Thanks for the comment Jason, and I'll probably listen to a few more episodes of Bet The Process as I try to get back on track to average 5 miles a day for the year. I'm currently at 4.917 should you be wondering.  

Thursday 1 September 2022

Oysters Are Back

August is done and for me at least, it's a case of good riddance. I enjoyed the family holiday time, but from a financial perspective, the month was the worst ever. 

More on that later, since most of you are more interested in sports betting than in my retirement.

The 2022-23 English Premier League season got underway, and for "Close/Toss-Up" draws August is historically the best month with an ROI of 27% since 2000. 

This season's results boosted that ROI to 28% with three winners from seven:
There were also a couple of matches this week that fell just outside the "Close" range but finished as Draws. These were West Ham v Tottenham (30.7%) and AFC Bournemouth v Wolves (31.7%) but since 2000, these haven't been a good investment overall, although in games where a Little 14 team is home to a Big 6 side the jury is out. 

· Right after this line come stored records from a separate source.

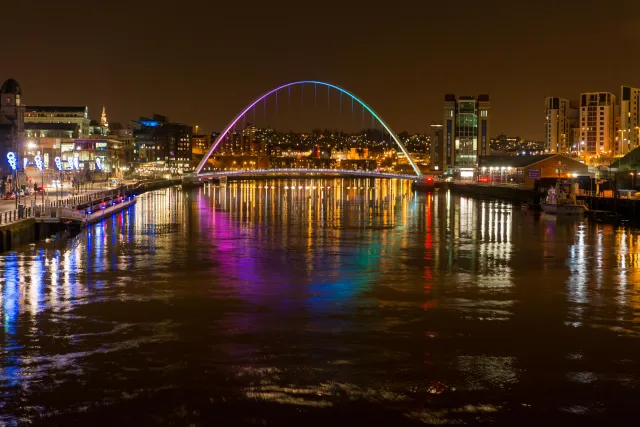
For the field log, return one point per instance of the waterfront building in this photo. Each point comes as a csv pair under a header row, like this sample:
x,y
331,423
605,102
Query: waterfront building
x,y
437,147
628,134
165,144
50,130
466,133
75,115
527,169
11,122
200,144
597,124
561,115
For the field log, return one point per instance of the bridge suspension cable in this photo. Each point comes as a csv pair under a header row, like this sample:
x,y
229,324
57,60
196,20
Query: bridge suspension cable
x,y
329,86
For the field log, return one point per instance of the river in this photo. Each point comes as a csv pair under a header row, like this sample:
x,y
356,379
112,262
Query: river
x,y
318,302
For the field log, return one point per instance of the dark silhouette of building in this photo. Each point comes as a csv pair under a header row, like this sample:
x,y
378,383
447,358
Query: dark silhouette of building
x,y
166,144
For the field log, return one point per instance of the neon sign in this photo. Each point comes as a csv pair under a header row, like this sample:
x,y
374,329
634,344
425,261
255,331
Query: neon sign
x,y
38,161
13,160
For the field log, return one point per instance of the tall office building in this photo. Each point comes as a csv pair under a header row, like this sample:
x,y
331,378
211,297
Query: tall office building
x,y
561,116
629,120
11,122
597,123
466,131
436,158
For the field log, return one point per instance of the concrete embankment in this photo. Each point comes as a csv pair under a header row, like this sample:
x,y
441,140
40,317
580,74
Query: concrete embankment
x,y
513,194
21,233
25,231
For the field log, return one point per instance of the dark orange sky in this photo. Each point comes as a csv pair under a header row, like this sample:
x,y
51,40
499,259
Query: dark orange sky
x,y
200,64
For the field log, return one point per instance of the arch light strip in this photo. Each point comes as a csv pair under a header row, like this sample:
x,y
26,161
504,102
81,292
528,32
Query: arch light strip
x,y
369,109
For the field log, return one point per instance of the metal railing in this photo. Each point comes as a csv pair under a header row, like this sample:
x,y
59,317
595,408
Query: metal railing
x,y
61,208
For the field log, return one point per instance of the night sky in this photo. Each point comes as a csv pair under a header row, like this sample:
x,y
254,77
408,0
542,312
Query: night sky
x,y
201,64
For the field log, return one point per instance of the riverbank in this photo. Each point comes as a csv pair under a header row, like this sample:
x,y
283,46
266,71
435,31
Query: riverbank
x,y
513,193
37,222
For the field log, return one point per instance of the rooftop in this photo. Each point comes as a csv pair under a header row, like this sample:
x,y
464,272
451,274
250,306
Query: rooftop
x,y
511,161
50,126
55,109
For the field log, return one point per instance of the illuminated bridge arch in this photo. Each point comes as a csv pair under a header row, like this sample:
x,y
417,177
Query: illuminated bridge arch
x,y
232,124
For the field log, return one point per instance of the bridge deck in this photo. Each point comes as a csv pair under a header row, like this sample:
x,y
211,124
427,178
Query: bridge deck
x,y
304,172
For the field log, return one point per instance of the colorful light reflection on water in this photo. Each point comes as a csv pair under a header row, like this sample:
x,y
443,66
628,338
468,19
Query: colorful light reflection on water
x,y
304,302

August is historically the best month for 'hot favourites' in MLB, but not this year. Whether this is due to the rule changes previously mentioned here remains to be seen, but with a month to go, we're looking at a losing season with the ROI currently at -3.8%:
I did see this baseball betting 'tip' on Twitter:
This is very poor advice. 

With almost 19 seasons of data, blindly backing the Los Angeles Dodgers when favourite has a positive ROI from more than 2200 matches. 

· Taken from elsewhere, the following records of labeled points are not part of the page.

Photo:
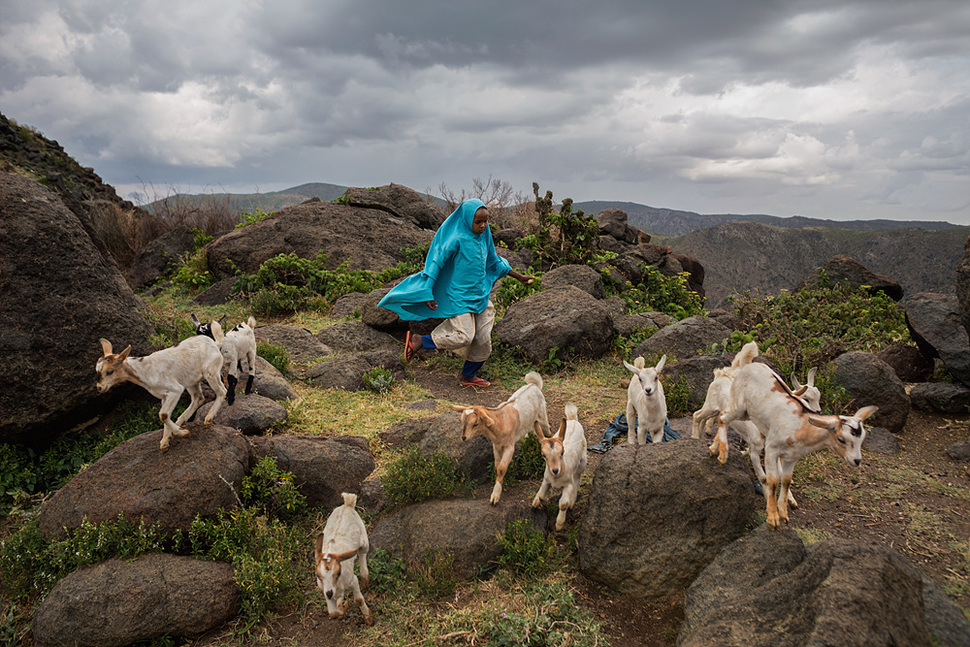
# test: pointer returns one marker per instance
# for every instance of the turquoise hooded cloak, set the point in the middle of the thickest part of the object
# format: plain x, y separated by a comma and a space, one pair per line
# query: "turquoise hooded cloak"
459, 271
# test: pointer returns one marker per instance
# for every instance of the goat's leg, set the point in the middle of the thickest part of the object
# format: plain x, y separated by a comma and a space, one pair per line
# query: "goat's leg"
503, 457
364, 573
214, 379
541, 495
169, 400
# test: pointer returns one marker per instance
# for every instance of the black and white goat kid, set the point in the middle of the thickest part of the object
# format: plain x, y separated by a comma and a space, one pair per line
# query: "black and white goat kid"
237, 344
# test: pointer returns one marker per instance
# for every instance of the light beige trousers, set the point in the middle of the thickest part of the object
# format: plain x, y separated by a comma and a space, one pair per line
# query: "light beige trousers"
468, 335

If the 'tip' had specified 'Away / Road favourites' it would have had some merit (the Yankees are actually the worst team to back in this situation), but at home, these two clubs are actually the best of the 30 clubs to back when favourites.

Presumably the rationale for this suggestion was that being popular teams, the Yankees and Dodgers are typically over-bet, but the data doesn't support this. Validating your ideas is always a good idea. 

College (NCAA) Football is back as of last weekend, and with the NFL is just a week away with a Thursday Night game, it's a sure sign that Autumn is here. 

For the first time since June 2016, my overall year-on-year return is negative, and with September traditionally the worst month for stocks, things could yet get worse.

Tesla had a 3 for 1 stock split, but dropped more than 7% in the month, and overall my net worth dropped 5.6%, the 138th worst month in percentage terms of the 140 since I started tracking with, not surprisingly, August 2022 ranked dead last in real terms. 

The drawdown from April's high is 12.2%, not far short of the 14.1% I experienced during the March 2020 COVID-19 panic. 

The good news, I suppose, is that I am still employed. The bad news is that I might have to remain so for some time if I want to go out on a high, which would be psychologically optimal.

August was also a red month on the scales, but with my net daily calories averaging over 1900, this was no surprise and the damage wasn't terrible. Hard to lose weight when grandkids are eating ice cream and wanting to eat out most days! 

For anyone wondering about the post title, with the advent of September, adherents to the traditional advice recommending abstaining from oysters unless the month has an 'R' in its name will be aware that today is the first of 242 days in which the delicacy may be enjoyed.